Sudhir Sinha, the erstwhile country head of American hotel brand Best Western, recently founded Miraya Hotel Management with an aim to bring international mid-market and economy hotel brands into India. "We formed this company to be present in the mid-market space, and Vantage, which is one of the fastest growing brands in America, fits the segment where we want to be," said Sinha, managing director and chief executive of Miraya.
Through one of its arms, Miraya will invest over $100 million (about Rs 620 crore) in acquiring assets in India to rebrand them under Vantage brands, apart from growing through management contracts. The company is scouting for opportunities in the Tier II and III cities, along with industrial townships and religious circuits that are still unexplored by the big brands.
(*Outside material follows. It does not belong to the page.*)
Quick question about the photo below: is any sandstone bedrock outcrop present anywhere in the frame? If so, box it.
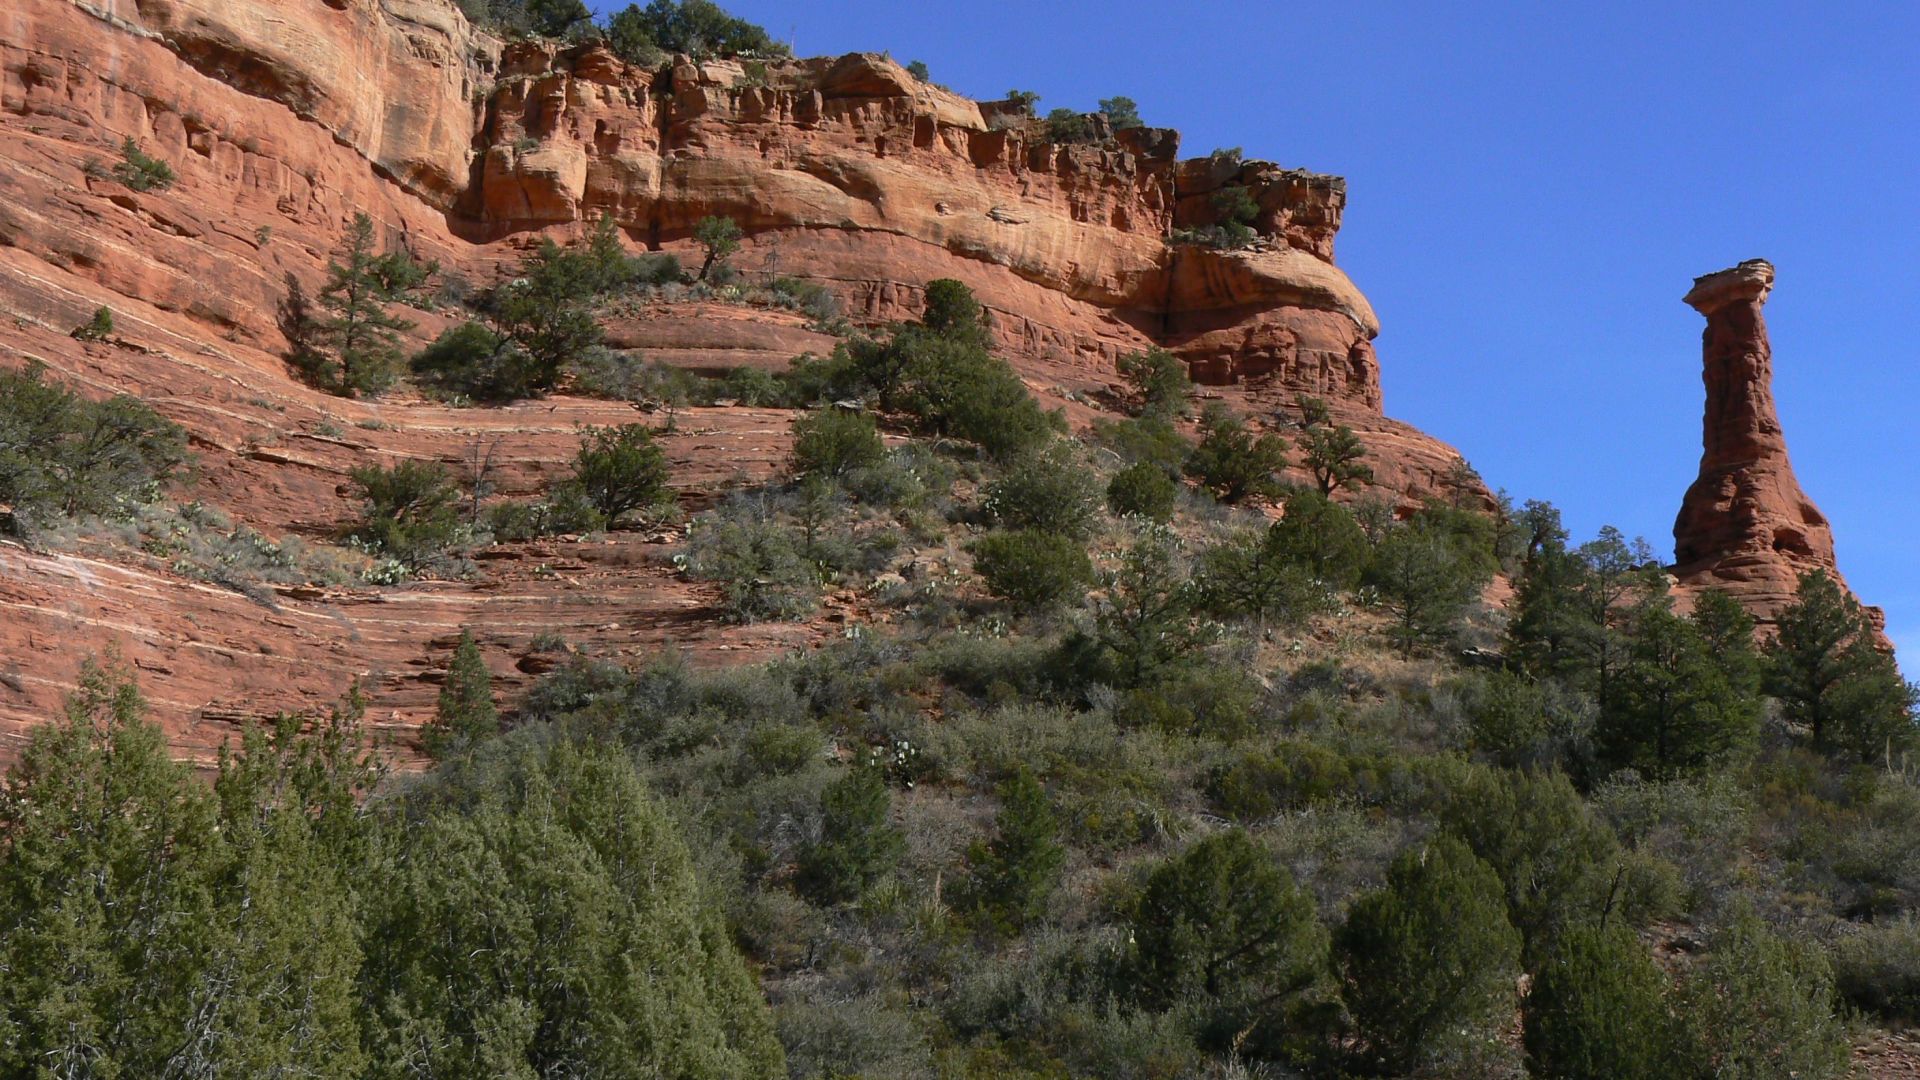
[0,0,1494,751]
[1671,259,1885,637]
The company is planning to set up 100 hotels under the Vantage brands in the economy segment in India over the next 5-7 years.
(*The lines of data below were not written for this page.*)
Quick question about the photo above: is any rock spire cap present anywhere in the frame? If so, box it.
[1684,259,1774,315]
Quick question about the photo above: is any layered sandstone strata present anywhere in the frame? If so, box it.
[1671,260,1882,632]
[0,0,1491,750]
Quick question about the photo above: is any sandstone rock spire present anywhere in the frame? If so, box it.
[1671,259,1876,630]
However, Sinha did not disclose the brands as Miraya is likely to make an official announcement in the first week of April. Formed in 2002, Vantage, which has over 1,200 properties worldwide, will provide international brand, marketing and technology assistance while Miraya will develop the properties and operate the hotels in India.
"There is a huge demand-supply gap in this segment (mid-market) especially when it comes to internationally branded hotels," said Rohit Yadav, one of the investors in Miraya and a member on its board. "Return on Investment (RoI) on the economy and mid segment hotels is the highest."
According to Yadav, the mid-market segment will offer an RoI of over 15-18% after two years of operation and the returns will only increase thereafter. With luxury and upscale hotels finding it difficult to make money, top global chains are betting on mid-market brands as they expand in newer markets.
More than 60% of the hotels that are coming up are in the mid-market category, which involves less capital expenditure and quicker profits, according to industry experts. "While the mid-market space has huge growth potential, it's no longer a cake walk for the brands as Indian owners are very discerning and they understand the nuances of this business well," said Mandeep S Lamba, managing director-hotels and hospitality group at Jones Lang LaSalle India.